Nel 1982, quando Le Montage venne pubblicato in Francia, la «posta in gioco» in esso raccontata era apparentemente chiara. L’Urss allora brezneviana, per quanto potesse rivelarsi all’occhio di un osservatore disincantato quanto esperto un cadavere in buona salute, si presentava ancora come un imponente monolite e la profezia del dissidente russo Andrej Amalrik, Sopravviverà l’Unione sovietica fino al 1984?, poco più di un wishful thinking… Lo scontro fra le democrazie occidentali e il comunismo internazionale, la cosiddetta «guerra fredda», permaneva insomma nella sua minacciosa realtà, e la disinformatia narrata nel libro, a opera di un agente letterario al servizio di Mosca, sul milieu culturale transalpino ne era non soltanto la prova provata, ma altresì la messa a nudo di tecniche, strumenti di pressione, raffinato utilizzo sia di inconsapevoli «compagni di strada», sia di più o meno consenzienti «utili idioti», che l’Occidente, liberale o socialdemocratico che fosse, capitalistico comunque, continuava a nutrire nel suo seno.
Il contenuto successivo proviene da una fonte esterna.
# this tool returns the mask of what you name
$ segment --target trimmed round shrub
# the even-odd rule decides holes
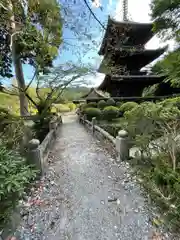
[[[113,98],[109,98],[106,103],[107,103],[107,106],[115,106],[116,105],[116,102],[114,101]]]
[[[87,104],[88,108],[96,108],[97,107],[97,103],[96,102],[90,102]]]
[[[104,120],[111,121],[117,118],[119,115],[119,109],[114,106],[105,107],[103,110],[103,118]]]
[[[103,124],[100,127],[103,128],[106,132],[108,132],[113,137],[116,137],[118,135],[118,132],[122,129],[120,125],[115,125],[111,123]]]
[[[86,108],[87,108],[87,104],[86,103],[81,103],[79,105],[79,109],[80,109],[81,112],[83,112]]]
[[[76,105],[73,102],[67,103],[67,106],[70,109],[70,111],[73,111],[76,109]]]
[[[131,111],[133,108],[135,108],[137,106],[138,106],[138,104],[135,102],[126,102],[121,105],[119,110],[124,113],[127,111]]]
[[[84,113],[88,120],[92,120],[93,117],[96,117],[97,119],[101,118],[101,110],[98,108],[86,108]]]
[[[107,107],[107,103],[106,103],[106,101],[104,101],[104,100],[100,100],[99,102],[98,102],[98,108],[100,108],[100,109],[104,109],[105,107]]]

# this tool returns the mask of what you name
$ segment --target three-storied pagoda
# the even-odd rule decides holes
[[[108,18],[99,50],[99,55],[104,56],[104,59],[98,70],[106,76],[99,90],[109,92],[112,97],[140,97],[144,88],[159,84],[156,96],[179,92],[179,89],[163,82],[164,75],[141,71],[167,48],[145,49],[145,44],[154,36],[152,28],[153,23],[131,22],[126,17],[122,22]]]

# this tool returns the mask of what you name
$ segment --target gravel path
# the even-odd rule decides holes
[[[117,166],[73,115],[64,120],[49,169],[23,203],[18,239],[152,239],[152,216],[129,166]]]

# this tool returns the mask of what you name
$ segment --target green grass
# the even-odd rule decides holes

Quel mondo di ieri oggi non esiste più, eppure mai come ora la lezione storica contenuta nelle pagine di Il Gattopardo di Giuseppe Tomasi di Lampedusa continua a rivelarsi vera, quel «bisogna che tutto cambi perché tutto resti come prima», e le ristampe che nei decenni hanno accompagnato, in patria e all’estero, Le Montage ci dicono proprio che, dietro quell’apparente «posta in gioco» prima ricordata, c’era qualcos’altro, su cui vale la pena riflettere.

(…)

Le Montage è dunque, se si vuole capire bene Volkoff, una sorta di processo all’Occidente o il disvelamento dei mali dell’Occidente stesso, mali che però gli sono consustanziali, lo hanno cioè accompagnato in quei due secoli e mezzo che ci separano da quel 1789 che abbiamo stabilito come punto di partenza. Se li volessimo riassumere in una definizione a noi contemporanea, riduttiva come tutte le definizioni, ma efficace nel coglierne l’essenza che li accomuna, potremmo parlare di una fisiologia (che poi in realtà è una patologia) del «politicamente corretto», definizione che oggi è d’uso comune, ma che in realtà ha cominciato a farsi strada soltanto negli anni Sessanta-Settanta del Novecento nei campus americani, per poi impiantarsi con successo in Francia e nel resto dell’Europa nel decennio successivo, lo stesso in cui Le Montage fa la sua apparizione.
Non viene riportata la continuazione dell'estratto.